Harvey Weinstein

Source: Erik Pendzich / Alamy

Harvey Weinstein

On Wednesday (September 12), nearly six weeks after Harvey Weinstein filed a motion to dismiss the rape case against him, the New York County District Attorney’s office sought to throw out that claim and said the disgraced former mogul’s argument lacked merit.

“Inspection will reveal that the evidence before the grand jury amply supported the offenses charged, that the grand jury was properly instructed on the law, and that the integrity of the proceedings was unimpaired, and the People deny all allegations to the contrary, and oppose disclosure of the grand jury minutes to the defense,” said Assistant DA Joan Illuzzi-Orbon in a filing with the New York Supreme Court.

The move came after Weinstein argued through his attorney Ben Brafman on August 3 that the case against him deserved to be thrown out in its entirety because, among other things, Manhattan District Attorney Cyrus R. Vance Jr. did not provide the grand jury with evidence of a “long-term, consensual, intimate relationship” between Weinstein and one of his rape accusers.

Illuzzi-Orbon said the prosecution did provide evidence in a fair and clear manner.
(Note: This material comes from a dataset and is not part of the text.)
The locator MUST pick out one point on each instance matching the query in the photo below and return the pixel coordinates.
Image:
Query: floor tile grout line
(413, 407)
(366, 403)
Branfman issued a statement to press later on Wednesday claiming the case against his client could not be prosecuted successfully.

Weinstein is due in court on September 20. He faces an indictment of six counts comprising: two counts of predatory sexual assault; two counts of criminal sexual act in the first degree; one count of rape in the first degree; and one count of rape in the third degree.

Weinstein has denied any non-consensual sex.